Source: Wikimedia Commons

Hoe kijken Russische leiders naar het Westen? En hoe zien Russische leiders hun eigen buitenlands beleid en de positie van Rusland in de wereld? De – op confrontatie gerichte – Russische buitenlandpolitiek van de afgelopen jaren wordt gedreven door grieven en door een wereldbeeld dat onverenigbaar is met dat van de meeste westerse leiders. Inzicht in de Russische grieven en het Russisch wereldbeeld helpt te begrijpen hoe de relatie met vooral het Westen zo kon verslechteren, en waarom Rusland zich zo onberekenbaar opstelt.

Russische grieven

De lijst van Russische grieven jegens het Westen is lang. Het voornaamste bezwaar betreft de uitbreiding van de NAVO richting Oost-Europa. Het is onder Russen gebruik geworden te beweren dat westerse leiders in de nadagen van de Sovjetunie hebben toegezegd dat de NAVO niet naar het Oosten uit zou uitbreiden.[1] Analyses van wat destijds werkelijk is besproken, maken aannemelijk dat de toezegging op een mythe berust.[2] Zelfs als dit niet het geval is, is het curieus dat de Russen er zo zwaar aan tillen: het gaat om een mondelinge toezegging, gedaan door individuele westerse leiders op een moment dat de wereld er wezenlijk anders uitzag dan nu.

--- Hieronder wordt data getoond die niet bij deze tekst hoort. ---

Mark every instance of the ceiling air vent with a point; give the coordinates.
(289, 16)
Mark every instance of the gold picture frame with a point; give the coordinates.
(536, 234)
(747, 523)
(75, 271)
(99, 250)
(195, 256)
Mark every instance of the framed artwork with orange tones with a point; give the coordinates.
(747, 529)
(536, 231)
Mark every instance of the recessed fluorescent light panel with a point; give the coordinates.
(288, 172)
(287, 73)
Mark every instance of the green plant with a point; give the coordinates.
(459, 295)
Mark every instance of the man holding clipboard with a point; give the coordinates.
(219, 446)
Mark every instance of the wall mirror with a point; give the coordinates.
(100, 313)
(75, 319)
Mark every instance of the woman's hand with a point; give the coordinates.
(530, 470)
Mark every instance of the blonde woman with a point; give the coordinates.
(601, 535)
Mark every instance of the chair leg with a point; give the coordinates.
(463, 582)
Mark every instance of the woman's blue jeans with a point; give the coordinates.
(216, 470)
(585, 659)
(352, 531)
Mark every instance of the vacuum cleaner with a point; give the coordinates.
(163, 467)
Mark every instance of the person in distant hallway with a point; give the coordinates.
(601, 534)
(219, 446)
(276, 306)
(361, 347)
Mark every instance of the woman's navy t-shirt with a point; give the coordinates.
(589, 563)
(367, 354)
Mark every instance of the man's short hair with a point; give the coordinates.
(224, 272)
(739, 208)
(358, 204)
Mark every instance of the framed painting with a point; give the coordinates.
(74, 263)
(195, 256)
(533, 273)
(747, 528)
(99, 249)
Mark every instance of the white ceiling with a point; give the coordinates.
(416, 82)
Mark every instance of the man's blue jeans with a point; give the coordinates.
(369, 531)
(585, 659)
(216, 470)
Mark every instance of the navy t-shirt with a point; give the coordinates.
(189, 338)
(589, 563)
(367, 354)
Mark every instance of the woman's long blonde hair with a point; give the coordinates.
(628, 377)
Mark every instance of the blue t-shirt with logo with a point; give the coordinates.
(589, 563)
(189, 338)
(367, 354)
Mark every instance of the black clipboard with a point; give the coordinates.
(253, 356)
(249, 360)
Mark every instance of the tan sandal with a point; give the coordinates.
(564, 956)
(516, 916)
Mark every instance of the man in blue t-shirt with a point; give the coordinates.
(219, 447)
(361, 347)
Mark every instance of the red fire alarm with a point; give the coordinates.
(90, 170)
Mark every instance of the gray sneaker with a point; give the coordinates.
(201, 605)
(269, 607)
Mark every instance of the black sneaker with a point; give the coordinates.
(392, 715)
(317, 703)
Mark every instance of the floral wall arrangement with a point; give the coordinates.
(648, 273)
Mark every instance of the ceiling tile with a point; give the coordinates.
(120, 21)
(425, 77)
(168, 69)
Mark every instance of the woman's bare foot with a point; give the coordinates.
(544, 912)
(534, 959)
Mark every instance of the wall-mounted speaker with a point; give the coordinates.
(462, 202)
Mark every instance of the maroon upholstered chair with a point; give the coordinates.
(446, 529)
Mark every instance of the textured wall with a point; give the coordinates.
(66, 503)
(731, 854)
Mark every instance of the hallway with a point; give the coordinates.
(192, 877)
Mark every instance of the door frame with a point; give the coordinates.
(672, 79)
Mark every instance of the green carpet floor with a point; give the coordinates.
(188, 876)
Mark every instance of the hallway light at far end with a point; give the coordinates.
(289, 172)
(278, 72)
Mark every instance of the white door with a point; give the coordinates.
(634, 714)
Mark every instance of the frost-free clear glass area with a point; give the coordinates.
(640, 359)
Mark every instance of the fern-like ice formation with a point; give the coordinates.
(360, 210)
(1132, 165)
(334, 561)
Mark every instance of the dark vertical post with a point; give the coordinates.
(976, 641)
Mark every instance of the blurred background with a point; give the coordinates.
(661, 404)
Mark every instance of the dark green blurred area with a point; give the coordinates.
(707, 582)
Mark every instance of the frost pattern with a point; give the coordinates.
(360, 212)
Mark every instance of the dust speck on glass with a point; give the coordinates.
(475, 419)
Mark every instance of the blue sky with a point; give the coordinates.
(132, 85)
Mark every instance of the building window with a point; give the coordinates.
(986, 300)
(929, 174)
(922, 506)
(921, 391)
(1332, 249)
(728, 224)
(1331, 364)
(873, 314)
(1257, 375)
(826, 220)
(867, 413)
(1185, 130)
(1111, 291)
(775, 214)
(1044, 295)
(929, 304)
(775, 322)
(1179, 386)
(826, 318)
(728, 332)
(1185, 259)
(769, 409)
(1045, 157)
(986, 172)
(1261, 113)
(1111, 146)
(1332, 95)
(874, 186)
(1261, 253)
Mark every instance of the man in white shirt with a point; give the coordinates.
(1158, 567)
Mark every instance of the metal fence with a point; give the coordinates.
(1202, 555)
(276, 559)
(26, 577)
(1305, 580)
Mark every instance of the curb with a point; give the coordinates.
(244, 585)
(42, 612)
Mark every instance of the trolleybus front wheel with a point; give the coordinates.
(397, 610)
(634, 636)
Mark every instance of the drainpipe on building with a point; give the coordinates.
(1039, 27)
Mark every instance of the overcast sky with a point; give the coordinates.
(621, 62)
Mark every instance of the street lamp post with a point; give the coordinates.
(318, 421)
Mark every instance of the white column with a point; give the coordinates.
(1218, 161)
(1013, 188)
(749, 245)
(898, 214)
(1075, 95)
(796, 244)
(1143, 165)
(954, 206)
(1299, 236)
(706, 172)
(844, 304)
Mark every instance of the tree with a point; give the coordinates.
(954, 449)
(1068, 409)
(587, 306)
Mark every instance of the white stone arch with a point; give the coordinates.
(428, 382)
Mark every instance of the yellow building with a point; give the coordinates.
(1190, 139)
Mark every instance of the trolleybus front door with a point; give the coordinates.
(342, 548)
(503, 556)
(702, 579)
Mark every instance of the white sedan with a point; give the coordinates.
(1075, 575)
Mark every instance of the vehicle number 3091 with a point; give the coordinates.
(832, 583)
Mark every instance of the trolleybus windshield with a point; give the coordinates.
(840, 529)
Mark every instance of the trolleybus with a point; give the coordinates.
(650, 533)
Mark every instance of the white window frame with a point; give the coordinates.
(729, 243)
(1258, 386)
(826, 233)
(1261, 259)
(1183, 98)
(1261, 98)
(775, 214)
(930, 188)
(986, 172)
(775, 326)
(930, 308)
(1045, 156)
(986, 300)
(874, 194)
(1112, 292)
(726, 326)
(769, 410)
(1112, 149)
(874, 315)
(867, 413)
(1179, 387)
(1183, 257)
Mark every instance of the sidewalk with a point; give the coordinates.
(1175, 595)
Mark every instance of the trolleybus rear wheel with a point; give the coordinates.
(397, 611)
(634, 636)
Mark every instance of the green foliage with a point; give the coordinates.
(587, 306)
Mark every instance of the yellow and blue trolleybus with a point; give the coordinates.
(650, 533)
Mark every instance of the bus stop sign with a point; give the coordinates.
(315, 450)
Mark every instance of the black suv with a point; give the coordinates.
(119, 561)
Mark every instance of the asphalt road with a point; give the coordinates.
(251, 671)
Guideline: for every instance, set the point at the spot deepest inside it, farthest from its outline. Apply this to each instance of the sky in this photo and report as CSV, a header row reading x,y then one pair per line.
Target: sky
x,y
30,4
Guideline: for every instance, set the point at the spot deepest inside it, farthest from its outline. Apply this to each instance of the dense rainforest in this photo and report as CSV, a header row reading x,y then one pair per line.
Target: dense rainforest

Bovendien zou het – vanuit westers perspectief althans – ongepast zijn de autonome keuzes van soevereine staten te verwaarlozen. Volgens Sergej Karaganov, een van de meest invloedrijke Russische specialisten op het gebied van de internationale betrekkingen, betekent het uitbreiden van de NAVO dat het Westen de Koude Oorlog heeft voortgezet ten koste van een lange tijd verzwakt Rusland.[3] Vooral toen Georgië in 2008 een NAVO-lidmaatschap in het vooruitzicht werd gesteld, vatten de Russen dit op als het overschrijden van een zekere grens. Dat is bovendien waarschijnlijk één van de voornaamste redenen voor het Russisch militair ingrijpen in Georgië in datzelfde jaar.

In het hechten aan absolute, traditionele waarden voelen veel Russen zich verbonden met de niet-westerse wereld

Een tweede belangrijke grief – die met de eerste verband houdt – is dat het Westen zou hebben geïntervenieerd in wat door de Russen wordt gezien als de traditionele invloedssfeer.[4] Hierbij gaat het om twee zaken in het bijzonder: subversieve activiteiten gericht op regime change in bepaalde staten in de regio – waaronder Rusland zelf – en democratiebevordering in de vorm van steun aan niet-gouvernementele organisaties.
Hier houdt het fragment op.